L'ex tennista: com'è da vicino?

«Una persona eccezionale: fosse per me la nominerei Presidente degli Stati Uniti. Anche se non potrebbe ora, nonostante sia naturalizzata. Ma magari in futuro...».

E i meno empatici?

«Potrei dire alcuni calciatori: di solito sono molto giovani e si trovano catapultati in un mondo che non capiscono. Una volta dovetti affiancare uno spaesatissimo Cristiano Ronaldo: eravamo in uno studio legale in cui si doveva decidere anche il taglio di capelli e i gadget che doveva indossare, e invece lui voleva solo giocare a pallone. Nelle prime conferenze stampa parlava a monosillabi».

Come ha risolto il problema?

«L'ho preso da parte, gli ho spiegato qualche trucchetto, tipo che ti chiedono del colore rosso e tu non vuoi rispondere cominci a parare del giallo. Ha funzionato. Tra l'altro con il calcio ho fatto una delle mie peggiori gaffe».

Ovvero?

«Anni fa ero appena tornato dalla Germania e mi chiamarono in Rai per l'arrivo di un calciatore tedesco a Roma. Tutti in fibrillazione, io traduco dicendo sono contento di giocare per il Roma: sono arrivate centinaia di messaggi del tipo portatelo via, uccidetelo. Me la sono cavata dicendo al mio direttore che mi desse una regola: perché si dice il Milan e, invece, la Roma?».

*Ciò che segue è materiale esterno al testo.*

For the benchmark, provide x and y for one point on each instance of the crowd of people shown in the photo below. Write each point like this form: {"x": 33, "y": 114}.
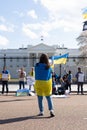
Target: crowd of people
{"x": 44, "y": 80}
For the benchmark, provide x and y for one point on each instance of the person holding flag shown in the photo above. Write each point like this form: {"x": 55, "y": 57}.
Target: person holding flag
{"x": 43, "y": 84}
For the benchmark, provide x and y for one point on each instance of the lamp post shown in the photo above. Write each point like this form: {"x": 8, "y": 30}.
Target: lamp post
{"x": 60, "y": 67}
{"x": 4, "y": 59}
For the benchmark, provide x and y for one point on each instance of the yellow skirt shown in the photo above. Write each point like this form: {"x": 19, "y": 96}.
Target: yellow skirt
{"x": 43, "y": 88}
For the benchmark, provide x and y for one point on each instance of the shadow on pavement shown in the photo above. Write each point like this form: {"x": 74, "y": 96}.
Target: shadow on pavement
{"x": 19, "y": 119}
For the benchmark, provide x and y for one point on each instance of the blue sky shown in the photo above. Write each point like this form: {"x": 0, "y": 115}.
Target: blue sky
{"x": 23, "y": 22}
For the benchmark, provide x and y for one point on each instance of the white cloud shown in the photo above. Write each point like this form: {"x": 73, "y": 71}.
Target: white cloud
{"x": 20, "y": 14}
{"x": 7, "y": 28}
{"x": 32, "y": 14}
{"x": 3, "y": 41}
{"x": 26, "y": 29}
{"x": 66, "y": 13}
{"x": 2, "y": 19}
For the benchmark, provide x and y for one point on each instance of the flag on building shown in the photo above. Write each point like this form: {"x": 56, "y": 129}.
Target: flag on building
{"x": 60, "y": 59}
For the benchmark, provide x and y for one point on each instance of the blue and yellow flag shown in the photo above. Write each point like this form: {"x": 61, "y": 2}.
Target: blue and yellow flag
{"x": 61, "y": 59}
{"x": 84, "y": 13}
{"x": 43, "y": 80}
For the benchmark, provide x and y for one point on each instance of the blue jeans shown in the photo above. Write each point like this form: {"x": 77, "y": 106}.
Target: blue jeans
{"x": 21, "y": 83}
{"x": 41, "y": 105}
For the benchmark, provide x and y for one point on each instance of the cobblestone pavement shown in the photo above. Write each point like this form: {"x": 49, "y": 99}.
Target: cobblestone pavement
{"x": 20, "y": 113}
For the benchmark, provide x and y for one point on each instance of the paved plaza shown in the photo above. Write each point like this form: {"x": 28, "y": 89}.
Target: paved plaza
{"x": 20, "y": 113}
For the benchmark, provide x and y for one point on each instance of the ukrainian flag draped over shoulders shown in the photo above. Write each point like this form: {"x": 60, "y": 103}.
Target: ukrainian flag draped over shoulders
{"x": 43, "y": 80}
{"x": 61, "y": 59}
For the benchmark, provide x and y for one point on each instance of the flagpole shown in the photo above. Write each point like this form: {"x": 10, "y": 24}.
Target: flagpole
{"x": 60, "y": 67}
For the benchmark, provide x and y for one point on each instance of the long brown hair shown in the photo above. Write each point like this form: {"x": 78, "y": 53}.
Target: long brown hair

C'è qualcuno che l'ha fatta spazientire?

«Io parto sempre con molta calma con un'idea molto chiara: il cliente c'è oggi ma non c'è più domani. Al massimo penso che tanto mi pagano lo stesso ed è inutile arrabbiarsi. Poi spesso qualcuno che sembra antipatico è solo stanco: tipo gli attori mandati in giro per il mondo a promuovere il film e magari appena atterrati. Mi è capitato che mi chiedessero: Ma dove sono?».

Qual è il futuro del traduttore nell'era dell'intelligenza artificiale?

«Io non sono contrario al progresso: insegno all'università e non sono di quelli che vieta di usare i dispositivi tecnologici. Però i testi vanno capiti, si deve andare a cercare i sinonimi giusti, scegliere le parole che servono a far capire meglio il discorso. E fare fact checking».

Essere interprete sarà sempre diverso che fare il

traduttore.

«Certo, il nostro futuro è nelle lingue rare. Bisognerà trovarsi delle nicchie, sapendo però che una macchina non avrà mai la passione per la cultura e la conoscenza. E soprattutto la nostra curiosità».